|
学习了Hbase和hadoop以后很难不让我联想到怎么样利用htable中的数据进行mapreduce操作以及怎么把mapreduce的数据reduce到htable中。
下面直接上代码
package com.org.mapreduce.hbase;
import java.io.IOException;
import org.apache.hadoop.conf.Configuration;
import org.apache.hadoop.conf.Configured;
import org.apache.hadoop.hbase.client.Put;
import org.apache.hadoop.hbase.client.Result;
import org.apache.hadoop.hbase.client.Scan;
import org.apache.hadoop.hbase.io.ImmutableBytesWritable;
import org.apache.hadoop.hbase.mapreduce.TableMapReduceUtil;
import org.apache.hadoop.hbase.mapreduce.TableMapper;
import org.apache.hadoop.hbase.mapreduce.TableReducer;
import org.apache.hadoop.hbase.util.Bytes;
import org.apache.hadoop.io.Text;
import org.apache.hadoop.mapreduce.Job;
import org.apache.hadoop.util.Tool;
import com.org.hbase.SimpleHbase;
/**
*
* 从Hbase中读取数据进行Map
* @author hadoop
*/
public class MapFromHbase {
public static class Map extends TableMapper<ImmutableBytesWritable, Text>{
private String cf = new String("user");
private String username = new String("username");
private String age = new String("age");
private String sex = new String("sex");
//从"huser"中读取数据,再封装数据格式如:"username:xqb|sex:male|age:31"
@Override
protected void map(ImmutableBytesWritable key, Result value, Context context)

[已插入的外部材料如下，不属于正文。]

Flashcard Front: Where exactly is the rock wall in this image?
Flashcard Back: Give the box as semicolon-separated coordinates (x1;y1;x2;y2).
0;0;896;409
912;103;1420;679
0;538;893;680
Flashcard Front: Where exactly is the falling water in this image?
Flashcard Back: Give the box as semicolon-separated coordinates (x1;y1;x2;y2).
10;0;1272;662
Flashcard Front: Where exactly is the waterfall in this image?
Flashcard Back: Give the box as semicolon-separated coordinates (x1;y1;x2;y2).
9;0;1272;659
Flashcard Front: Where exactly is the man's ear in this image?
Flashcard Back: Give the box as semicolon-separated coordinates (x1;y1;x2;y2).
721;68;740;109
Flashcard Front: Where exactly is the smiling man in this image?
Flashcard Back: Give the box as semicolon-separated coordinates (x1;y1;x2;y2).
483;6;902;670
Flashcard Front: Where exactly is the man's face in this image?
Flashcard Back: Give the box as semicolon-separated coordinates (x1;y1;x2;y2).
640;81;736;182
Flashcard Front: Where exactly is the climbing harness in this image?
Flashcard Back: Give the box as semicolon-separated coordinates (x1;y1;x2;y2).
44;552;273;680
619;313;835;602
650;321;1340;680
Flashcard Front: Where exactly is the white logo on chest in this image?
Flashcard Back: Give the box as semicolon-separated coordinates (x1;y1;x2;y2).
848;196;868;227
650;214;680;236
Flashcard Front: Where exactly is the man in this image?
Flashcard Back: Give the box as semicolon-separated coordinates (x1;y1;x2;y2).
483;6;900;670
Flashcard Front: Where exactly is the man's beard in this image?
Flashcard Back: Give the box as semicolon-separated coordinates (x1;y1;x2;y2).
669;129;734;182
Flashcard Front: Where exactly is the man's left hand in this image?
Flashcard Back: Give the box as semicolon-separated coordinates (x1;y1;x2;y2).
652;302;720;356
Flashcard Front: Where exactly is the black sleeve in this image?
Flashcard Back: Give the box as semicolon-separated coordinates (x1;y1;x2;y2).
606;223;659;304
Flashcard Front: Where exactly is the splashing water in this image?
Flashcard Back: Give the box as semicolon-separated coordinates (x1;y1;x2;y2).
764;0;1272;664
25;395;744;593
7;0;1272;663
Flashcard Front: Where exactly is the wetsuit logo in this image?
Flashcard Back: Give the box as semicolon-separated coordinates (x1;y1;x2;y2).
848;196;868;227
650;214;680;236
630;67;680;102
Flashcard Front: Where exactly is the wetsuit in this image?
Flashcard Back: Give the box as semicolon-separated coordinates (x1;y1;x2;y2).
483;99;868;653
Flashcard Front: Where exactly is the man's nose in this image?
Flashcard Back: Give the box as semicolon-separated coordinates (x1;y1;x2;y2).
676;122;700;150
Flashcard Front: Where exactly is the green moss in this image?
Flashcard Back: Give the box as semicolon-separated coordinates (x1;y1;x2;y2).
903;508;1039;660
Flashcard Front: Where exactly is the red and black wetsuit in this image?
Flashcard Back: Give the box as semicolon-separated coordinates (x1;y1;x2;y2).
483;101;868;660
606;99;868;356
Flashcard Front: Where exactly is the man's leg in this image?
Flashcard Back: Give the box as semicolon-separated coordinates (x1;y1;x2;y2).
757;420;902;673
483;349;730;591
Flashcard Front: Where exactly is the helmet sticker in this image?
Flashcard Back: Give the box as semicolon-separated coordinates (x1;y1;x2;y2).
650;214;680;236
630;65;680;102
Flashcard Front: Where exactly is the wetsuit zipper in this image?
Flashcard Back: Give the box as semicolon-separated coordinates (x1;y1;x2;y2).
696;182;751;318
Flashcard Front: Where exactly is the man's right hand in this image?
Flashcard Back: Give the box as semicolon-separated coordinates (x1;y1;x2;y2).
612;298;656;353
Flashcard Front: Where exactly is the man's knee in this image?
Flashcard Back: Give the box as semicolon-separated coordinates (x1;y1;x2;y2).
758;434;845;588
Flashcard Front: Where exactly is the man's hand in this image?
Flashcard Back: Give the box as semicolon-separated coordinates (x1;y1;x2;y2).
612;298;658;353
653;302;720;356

throws IOException, InterruptedException {
context.write(key, new Text(username + ":" + Bytes.toString(value.getValue(cf.getBytes(), username.getBytes())) +
"|" + age + ":" + Bytes.toString(value.getValue(cf.getBytes(), age.getBytes())) +
"|" + sex + ":" + Bytes.toString(value.getValue(cf.getBytes(), sex.getBytes()))
));
}
}
//解析数据存入表"huserCopy"中
public static class Reduce extends TableReducer<ImmutableBytesWritable, Text, ImmutableBytesWritable>{
@Override
protected void reduce(ImmutableBytesWritable key, Iterable<Text> value,Context context)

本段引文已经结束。